The vehicle, which is a registered, closed ended collective investment scheme, will trade on the London Stock Exchange and is expected to debut on 15 June.
It will give public equities investors access to Apax funds for the first time. It will also invest in public and private debt, and equity deals that do not meet the remit of Apax Partners buyout funds, but not in any other third-party funds.
Prior to the float Apax Global Alpha will acquire PCV Group, a fund launched in 2008 for the firm's employees. It has recorded an annual IRR of around 30% and, as of March of this year, had an estimated net asset value of €611.1 million.
Cornerstone backers have been secured and will invest €135 million in the issue. While Apax Partners will manage the assets, Apax Global Alpha has set up an independent board chaired by Tim Breedon, ex-Legal and General Chief Executive and a Non-Executive Director of Barclays.
"We believe that a listed structure is ideally suited to Apax Global Alpha's differentiated investment strategy of blending private equity with targeted investments in equities and debt," said Ralf Gruss, Partner at Apax Partners.

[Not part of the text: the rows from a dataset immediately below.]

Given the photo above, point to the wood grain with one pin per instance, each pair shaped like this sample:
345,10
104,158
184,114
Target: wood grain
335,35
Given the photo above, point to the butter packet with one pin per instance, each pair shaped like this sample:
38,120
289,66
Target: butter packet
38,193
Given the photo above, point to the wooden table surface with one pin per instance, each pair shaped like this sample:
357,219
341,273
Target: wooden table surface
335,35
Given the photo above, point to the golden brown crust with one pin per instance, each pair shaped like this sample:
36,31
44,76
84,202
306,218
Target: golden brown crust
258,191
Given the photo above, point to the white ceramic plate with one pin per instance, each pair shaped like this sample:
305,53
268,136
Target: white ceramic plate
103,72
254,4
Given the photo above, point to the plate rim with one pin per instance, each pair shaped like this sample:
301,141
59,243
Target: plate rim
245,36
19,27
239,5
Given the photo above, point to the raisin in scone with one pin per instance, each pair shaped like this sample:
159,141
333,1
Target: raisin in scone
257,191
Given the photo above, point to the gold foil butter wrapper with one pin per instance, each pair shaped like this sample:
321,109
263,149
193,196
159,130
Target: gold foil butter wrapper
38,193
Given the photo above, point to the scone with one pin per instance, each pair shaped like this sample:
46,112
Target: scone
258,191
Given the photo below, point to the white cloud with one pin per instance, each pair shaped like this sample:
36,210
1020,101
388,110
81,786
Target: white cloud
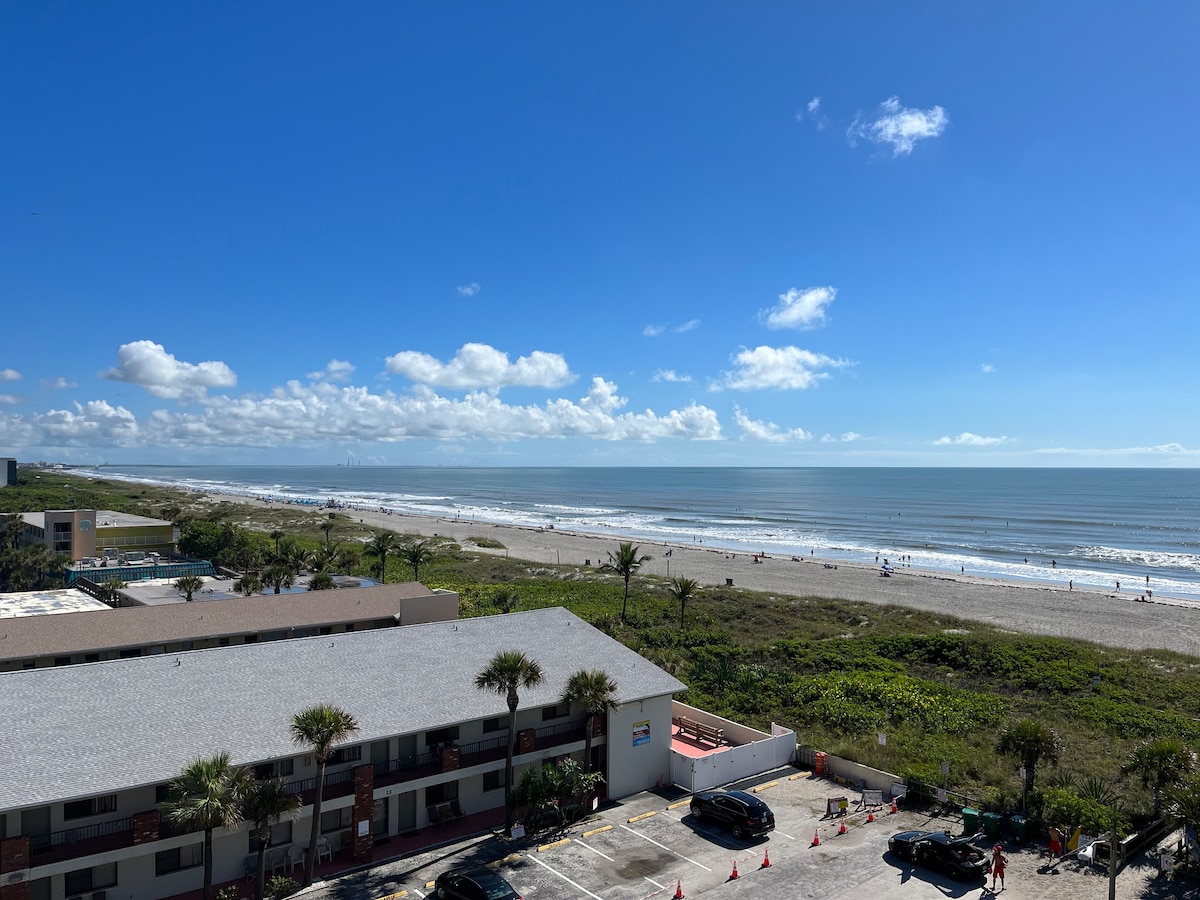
969,439
785,367
757,430
478,365
670,375
336,370
899,126
799,309
148,365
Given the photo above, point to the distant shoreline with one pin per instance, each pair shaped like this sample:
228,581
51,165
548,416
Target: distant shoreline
1038,609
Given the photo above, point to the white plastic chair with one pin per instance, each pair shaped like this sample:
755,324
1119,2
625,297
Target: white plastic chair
323,850
295,857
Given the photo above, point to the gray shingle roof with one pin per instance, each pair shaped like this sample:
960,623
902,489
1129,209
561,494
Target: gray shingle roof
96,729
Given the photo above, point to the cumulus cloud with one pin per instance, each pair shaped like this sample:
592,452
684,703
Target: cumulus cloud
899,127
670,375
478,365
784,367
336,370
148,365
757,430
969,439
799,309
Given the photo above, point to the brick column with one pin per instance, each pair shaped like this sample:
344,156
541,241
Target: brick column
13,858
451,756
527,741
364,809
145,827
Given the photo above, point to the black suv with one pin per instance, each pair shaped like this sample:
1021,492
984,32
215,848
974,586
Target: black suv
743,813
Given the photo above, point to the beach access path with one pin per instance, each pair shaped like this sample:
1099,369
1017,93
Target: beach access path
1111,618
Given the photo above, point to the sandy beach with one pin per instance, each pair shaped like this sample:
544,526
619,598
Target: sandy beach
1102,617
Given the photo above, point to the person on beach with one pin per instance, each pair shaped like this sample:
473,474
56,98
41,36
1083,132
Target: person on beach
999,861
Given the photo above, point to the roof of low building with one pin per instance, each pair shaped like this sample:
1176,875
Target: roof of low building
82,731
149,625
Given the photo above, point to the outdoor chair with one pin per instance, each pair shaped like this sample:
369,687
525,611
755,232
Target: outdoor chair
295,857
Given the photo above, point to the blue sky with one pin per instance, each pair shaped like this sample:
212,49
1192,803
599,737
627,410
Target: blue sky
621,233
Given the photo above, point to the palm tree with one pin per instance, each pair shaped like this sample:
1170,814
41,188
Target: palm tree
379,547
1159,763
279,576
328,526
683,589
508,671
597,694
189,585
207,795
263,804
247,585
624,562
321,581
319,727
415,556
1031,742
111,592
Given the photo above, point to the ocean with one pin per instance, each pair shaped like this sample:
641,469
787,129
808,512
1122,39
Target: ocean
1092,527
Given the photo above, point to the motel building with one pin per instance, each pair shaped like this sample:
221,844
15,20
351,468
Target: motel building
87,751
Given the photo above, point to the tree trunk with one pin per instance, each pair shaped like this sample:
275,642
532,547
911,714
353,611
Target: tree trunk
310,859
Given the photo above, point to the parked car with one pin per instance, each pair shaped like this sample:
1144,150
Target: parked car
743,813
474,885
958,857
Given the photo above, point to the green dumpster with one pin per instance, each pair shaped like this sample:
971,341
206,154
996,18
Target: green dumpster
970,821
1018,825
991,825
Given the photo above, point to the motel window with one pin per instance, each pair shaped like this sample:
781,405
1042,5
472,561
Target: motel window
346,754
173,861
91,807
83,881
281,833
336,820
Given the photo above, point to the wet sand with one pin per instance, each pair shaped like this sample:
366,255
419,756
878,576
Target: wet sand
1103,617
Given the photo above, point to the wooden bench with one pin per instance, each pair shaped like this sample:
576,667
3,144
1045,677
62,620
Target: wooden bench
701,732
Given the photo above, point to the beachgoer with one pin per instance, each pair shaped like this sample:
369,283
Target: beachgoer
999,861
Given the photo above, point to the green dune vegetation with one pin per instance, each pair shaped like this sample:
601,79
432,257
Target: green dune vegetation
1105,730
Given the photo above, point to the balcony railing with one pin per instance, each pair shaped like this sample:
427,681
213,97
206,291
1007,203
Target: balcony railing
82,841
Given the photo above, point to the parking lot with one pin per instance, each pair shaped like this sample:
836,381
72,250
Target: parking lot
647,845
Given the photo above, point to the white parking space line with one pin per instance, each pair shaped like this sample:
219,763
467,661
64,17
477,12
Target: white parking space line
666,849
551,869
588,846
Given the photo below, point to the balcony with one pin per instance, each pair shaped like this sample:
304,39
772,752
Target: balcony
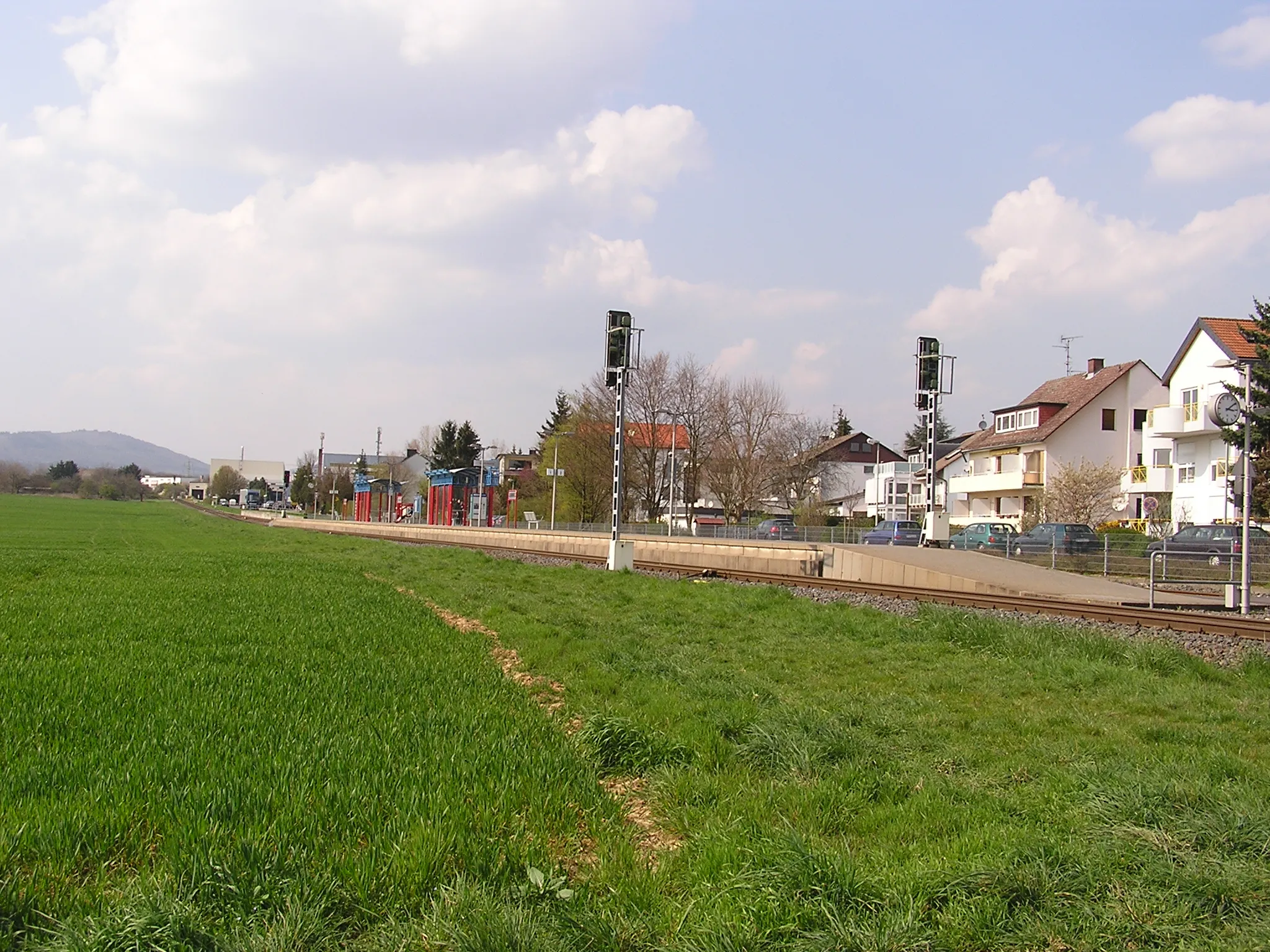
1176,420
1011,482
1147,479
1166,421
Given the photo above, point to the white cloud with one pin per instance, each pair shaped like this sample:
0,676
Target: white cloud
252,86
1206,136
623,270
1246,45
737,357
1047,248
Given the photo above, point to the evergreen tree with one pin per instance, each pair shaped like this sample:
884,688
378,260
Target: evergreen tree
303,485
455,446
558,419
916,438
468,444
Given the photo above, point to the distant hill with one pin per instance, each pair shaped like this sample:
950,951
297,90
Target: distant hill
93,448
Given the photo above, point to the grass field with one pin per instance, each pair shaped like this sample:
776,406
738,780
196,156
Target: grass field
216,735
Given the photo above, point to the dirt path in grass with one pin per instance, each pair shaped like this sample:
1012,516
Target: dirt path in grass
549,695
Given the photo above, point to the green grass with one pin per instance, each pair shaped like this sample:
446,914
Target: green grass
216,735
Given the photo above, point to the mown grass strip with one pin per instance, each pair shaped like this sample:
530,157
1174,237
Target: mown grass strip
219,734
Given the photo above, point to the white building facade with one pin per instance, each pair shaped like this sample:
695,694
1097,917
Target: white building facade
1186,461
1096,416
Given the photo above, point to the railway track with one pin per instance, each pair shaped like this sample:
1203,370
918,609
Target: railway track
1171,619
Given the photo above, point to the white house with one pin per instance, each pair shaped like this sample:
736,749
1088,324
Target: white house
846,467
1185,460
1096,416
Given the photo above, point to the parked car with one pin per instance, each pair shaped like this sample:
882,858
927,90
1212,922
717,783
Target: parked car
894,532
984,536
1219,544
1064,537
776,528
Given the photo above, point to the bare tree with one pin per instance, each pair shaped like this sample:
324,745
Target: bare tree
649,395
13,478
798,470
698,407
1081,491
741,466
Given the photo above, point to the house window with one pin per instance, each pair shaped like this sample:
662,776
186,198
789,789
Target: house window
1191,404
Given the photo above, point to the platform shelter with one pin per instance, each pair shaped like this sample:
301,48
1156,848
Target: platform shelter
453,494
376,500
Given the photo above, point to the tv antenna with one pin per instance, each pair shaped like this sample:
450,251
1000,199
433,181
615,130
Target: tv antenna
1066,347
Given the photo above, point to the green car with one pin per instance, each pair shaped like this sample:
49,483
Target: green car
984,536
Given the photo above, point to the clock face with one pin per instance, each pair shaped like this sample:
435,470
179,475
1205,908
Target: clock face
1226,410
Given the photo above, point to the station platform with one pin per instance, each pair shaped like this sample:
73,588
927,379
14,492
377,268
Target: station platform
957,570
940,569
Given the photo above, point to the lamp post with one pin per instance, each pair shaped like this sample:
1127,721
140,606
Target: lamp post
877,446
675,432
556,470
1245,367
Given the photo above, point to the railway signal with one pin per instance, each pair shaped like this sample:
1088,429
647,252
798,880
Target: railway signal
934,380
621,355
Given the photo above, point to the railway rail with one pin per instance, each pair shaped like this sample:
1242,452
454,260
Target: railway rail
1203,621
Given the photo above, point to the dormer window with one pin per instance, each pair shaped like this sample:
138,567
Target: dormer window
1019,420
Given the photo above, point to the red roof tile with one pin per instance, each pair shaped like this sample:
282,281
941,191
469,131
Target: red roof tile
1073,392
1228,332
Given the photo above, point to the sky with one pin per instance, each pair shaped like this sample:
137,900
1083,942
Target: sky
246,223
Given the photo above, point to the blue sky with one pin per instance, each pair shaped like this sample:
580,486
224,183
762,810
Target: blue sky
231,223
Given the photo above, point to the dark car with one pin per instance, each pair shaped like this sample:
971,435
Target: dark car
776,528
894,532
1217,544
1064,537
984,536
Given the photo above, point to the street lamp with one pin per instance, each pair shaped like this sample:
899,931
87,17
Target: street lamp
1246,565
675,433
556,470
479,500
877,446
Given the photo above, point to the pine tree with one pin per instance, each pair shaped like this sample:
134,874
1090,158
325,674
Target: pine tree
916,438
455,446
468,444
558,419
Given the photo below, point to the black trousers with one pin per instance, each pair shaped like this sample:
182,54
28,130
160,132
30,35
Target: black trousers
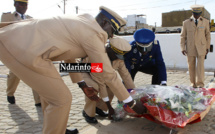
152,70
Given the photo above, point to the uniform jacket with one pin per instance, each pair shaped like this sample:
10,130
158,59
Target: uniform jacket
195,39
6,17
42,41
120,67
133,59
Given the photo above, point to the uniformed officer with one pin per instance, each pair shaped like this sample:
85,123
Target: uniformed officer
195,44
115,50
62,38
145,56
13,80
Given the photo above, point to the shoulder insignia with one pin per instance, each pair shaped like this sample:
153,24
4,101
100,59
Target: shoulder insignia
135,50
6,12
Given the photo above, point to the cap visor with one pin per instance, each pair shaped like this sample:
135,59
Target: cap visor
121,57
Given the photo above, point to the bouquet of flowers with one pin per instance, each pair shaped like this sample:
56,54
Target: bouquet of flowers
172,106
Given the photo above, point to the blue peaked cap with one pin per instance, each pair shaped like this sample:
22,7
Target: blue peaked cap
144,36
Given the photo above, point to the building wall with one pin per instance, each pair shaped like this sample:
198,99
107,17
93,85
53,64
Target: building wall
132,19
171,51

"We have been witnessing an attractive deal flow recently, and believe the fundraising will allow us to capture high alpha opportunities for Apax Global Alpha."
The vehicle is aiming for returns of 12% to 15% and will pay a dividend of 5% of NAV once fully invested. Employees of Apax, who will constitute the majority of capital, are locked into the vehicle for six years, with a subsequent staggered release of 20%. Other pre-IPO shareholders will be locked in for one year.